Calculator
Example Data Table
This miniature dataset has three numeric features across ten samples.
| Row | F1 | F2 | F3 |
|---|---|---|---|
| 1 | 2.5 | 2.4 | 1.2 |
| 2 | 0.5 | 0.7 | 0.1 |
| 3 | 2.2 | 2.9 | 1.0 |
| 4 | 1.9 | 2.2 | 0.9 |
| 5 | 3.1 | 3.0 | 1.6 |
| 6 | 2.3 | 2.7 | 1.1 |
| 7 | 2.0 | 1.6 | 0.7 |
| 8 | 1.0 | 1.1 | 0.3 |
| 9 | 1.5 | 1.6 | 0.5 |
| 10 | 1.1 | 0.9 | 0.2 |
Formula Used
- Center and scale each feature: \( z_{ij} = (x_{ij}-\mu_j)/\sigma_j \).
- Covariance matrix: \( C = \frac{1}{m-1} Z^\top Z \).
- Eigen decomposition: \( C v_k = \lambda_k v_k \) where \(v_k\) are principal directions.
- Scores: \( S = Z V \), projecting samples onto principal directions.
- Explained variance: \( \text{EVR}_k = \lambda_k / \sum_i \lambda_i \).
- Reconstruction (optional): \( \hat{X} = (S V^\top)\sigma + \mu \).
How to Use This Calculator
- Paste your numeric matrix or upload a CSV file.
- Choose the delimiter if auto detection is wrong.
- Enable standardization when features use different units.
- Select how many components you want to keep.
- Click Compute Components to view variance, loadings, and scores.
- Use the download buttons to export CSV tables or a PDF report.
Article
Why principal components matter in modeling
Real training tables often contain correlated features: spend and impressions, length and weight, or sensor channels from the same device. PCA transforms the original columns into orthogonal directions that capture the strongest shared variation. This helps you visualize structure, reduce multicollinearity, and build simpler downstream models without losing most of the signal. It also greatly improves training stability for some linear estimators.
Explained variance as a compression report
The calculator reports eigenvalues and explained variance percentages for PC1, PC2, and beyond. If PC1 explains 62% and PC2 explains 23%, then two components preserve 85% of total variance after centering or standardization. Use the cumulative percentage to justify dimensionality choices in documentation, feature stores, and reproducible experiments.
Loadings show which features drive each component
Loadings are the coefficients of the eigenvectors. A large positive loading means the feature increases when the component score increases; a large negative loading moves in the opposite direction. In practice, ranking features by absolute loading helps identify dominant drivers, redundant variables, and candidates for feature engineering or domain review.
Scores enable plotting clusters and anomalies
Scores are the projected coordinates of each sample in component space. The PC1–PC2 scatter plot can reveal separable groups, gradual trends, and outliers that are hard to detect in high dimensions. Analysts often color the plot by label, time, or segment to validate class separation before training.
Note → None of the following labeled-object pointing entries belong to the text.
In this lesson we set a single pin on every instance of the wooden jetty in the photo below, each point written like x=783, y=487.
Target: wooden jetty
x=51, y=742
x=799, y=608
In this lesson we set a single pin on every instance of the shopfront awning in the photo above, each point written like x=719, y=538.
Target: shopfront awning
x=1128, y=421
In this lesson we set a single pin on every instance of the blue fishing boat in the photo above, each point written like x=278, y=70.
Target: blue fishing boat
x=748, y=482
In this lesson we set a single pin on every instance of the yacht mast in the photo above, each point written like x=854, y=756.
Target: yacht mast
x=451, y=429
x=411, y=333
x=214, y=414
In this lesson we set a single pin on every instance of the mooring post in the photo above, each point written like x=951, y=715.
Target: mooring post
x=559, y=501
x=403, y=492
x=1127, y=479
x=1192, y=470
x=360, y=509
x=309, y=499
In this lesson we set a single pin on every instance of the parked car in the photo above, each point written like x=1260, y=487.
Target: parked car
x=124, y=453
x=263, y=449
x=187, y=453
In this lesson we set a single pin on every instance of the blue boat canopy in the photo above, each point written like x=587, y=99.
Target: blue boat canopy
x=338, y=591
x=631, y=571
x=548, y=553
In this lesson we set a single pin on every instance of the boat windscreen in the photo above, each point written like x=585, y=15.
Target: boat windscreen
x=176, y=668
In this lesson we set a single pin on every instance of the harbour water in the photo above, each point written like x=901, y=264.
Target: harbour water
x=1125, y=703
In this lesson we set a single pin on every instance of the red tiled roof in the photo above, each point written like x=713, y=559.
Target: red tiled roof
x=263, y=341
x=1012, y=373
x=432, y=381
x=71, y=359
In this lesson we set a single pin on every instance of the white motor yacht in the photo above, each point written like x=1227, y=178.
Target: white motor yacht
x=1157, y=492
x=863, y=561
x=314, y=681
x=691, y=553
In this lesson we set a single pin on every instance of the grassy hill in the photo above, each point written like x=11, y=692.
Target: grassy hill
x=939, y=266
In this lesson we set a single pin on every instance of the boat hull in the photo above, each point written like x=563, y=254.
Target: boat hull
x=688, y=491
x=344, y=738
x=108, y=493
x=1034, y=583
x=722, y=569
Centering versus standardization decisions
Mean centering is sufficient when all features share comparable units and scales. When units differ, z-score standardization prevents high-variance columns from dominating the covariance matrix. The calculator displays feature means and scales so you can audit preprocessing, replicate results in pipelines, and compare runs across datasets.
Reconstruction and practical deployment checks
Reconstruction approximates the original data using the kept components, helping quantify information loss. If reconstructed values drift significantly on important columns, increase the number of components or revisit preprocessing. For deployment, persist the means, scales, and loadings, then transform new samples consistently to produce stable scores.
FAQs
1) When should I enable standardization?
Enable it when features have different units or scales. Standardization prevents high-variance columns from dominating the covariance matrix and makes components reflect shared structure instead of raw magnitude.
2) How many components should I keep?
A common rule is to keep enough components to reach 85–95% cumulative explained variance. For visualization, two or three components are usually sufficient even when the dataset is larger.
3) What do positive and negative loadings mean?
The sign indicates direction. A positive loading means the feature increases as the component score increases; a negative loading means it decreases. Focus on absolute magnitude to judge importance.
4) Are the scores usable as model features?
Yes. Scores are transformed features that are uncorrelated in PCA space. Many pipelines use them for regression, clustering, and anomaly detection, especially when multicollinearity harms linear models.
5) Why can my results differ between runs?
This calculator uses iterative eigenvector estimation. Small numerical differences can appear from random initialization and tolerance settings, especially when eigenvalues are very close. Increasing iterations can reduce variation.
6) What does reconstruction tell me?
Reconstruction approximates the original data from the kept components. Comparing reconstructed values to originals helps evaluate information loss. Large errors suggest increasing components or reconsidering preprocessing choices.